Verizon landline workers are expected to return to work Monday night without a new agreement, after striking for two weeks.

Verizon officials and the representatives from unions have agreed that the employees will return to work under the terms of the contract that expired on Aug. 6 until a new agreement is decided.

We have reached an agreement with Verizon on how bargaining will proceed and how it will be restructured, said Candice Johnson, communications director for CWA, in an interview. The major issues remain to be discussed, but overall, issues now are focused and narrowed.”

REUTERS/Shannon

REUTERS/Shannon Stapleton: A girl holds a sign as workers rally outside the Verizon headquarters in New York.

The 45,000 employees who have been on strike since Aug. 7 agreed to return to work while they negotiate with Verizon Communications Inc. for a new contract. The workers are employed in nine states, from Massachusetts to Virginia, in the land-line division.

Verizon previously had sent out news releases alleging sabotage by the employees on strike, illegal picketing and has also filed injunctions in a handful of states against the workers. CWA filed charges against Verizon with the National Labor Relations Board.
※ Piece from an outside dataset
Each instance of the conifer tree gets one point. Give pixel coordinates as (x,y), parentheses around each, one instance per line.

Verizon later filed similar charges against the CWA.

The employees also received letters from Verizon, dated Aug. 10, which warned the employees that if they didn't return to work by the end of August, they would lose health and life insurance benefits.

Marc Reed, Verizon's executive vice president of human resources, said the company's managers skillfully met the needs of the customers during the 14-day strike. The company itself said that it would quickly address any surfeit in repairs and unfulfilled requests for service, the Los Angeles times reported.